Coalition partners have established the ASEAN Wildlife Law Enforcement Network, which has worked to break smuggling rings dealing in endangered or threatened species and played a key role in opening communications between Thailand, Malaysia, and Indonesia that led to the repatriation of 48 stranded orangutans.

The coalition supports public relations campaigns to increase public awareness of the harm done by trafficking and to change consumption patterns that create demand for illegally taken wildlife.


Endangered cheetahs rest in the shade. Head of the Cheetah Conservation Fund Dr.
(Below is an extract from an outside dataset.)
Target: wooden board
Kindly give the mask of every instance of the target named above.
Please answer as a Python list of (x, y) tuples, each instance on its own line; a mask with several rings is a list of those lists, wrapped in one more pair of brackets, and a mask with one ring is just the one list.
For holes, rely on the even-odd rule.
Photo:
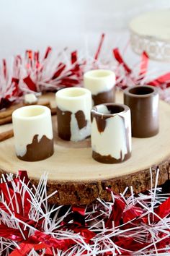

Laurie Marker attended Canada's announcement event at the National Zoo. (Photo courtesy Cheetah Conservation Fund)
The coalition also assists with training workshops for law enforcement personnel, encourages efforts to establish transboundary conservation areas and migration corridors based on established natural ranges and patterns of movement, and supports strengthening legal and judicial systems to set tough penalties for wildlife crime.

Coalition efforts target supply regions like South Asia, the Amazon, Central Africa and Central America; consumer nations such as China, Japan and the United States that receive the products; and transit regions like southern Africa and some East Asian nations.

Organizations that are members of the coalition are - IUCN-the World Conservation Union, American Forest and Paper Association, Cheetah Conservation Fund, Conservation International, Humane Society International, International Fund for Animal Welfare, Save The Tiger Fund, Smithsonian Institution, Traffic International, WildAid, Wildlife Alliance, Wildlife Conservation Society, and the World Wildlife Fund.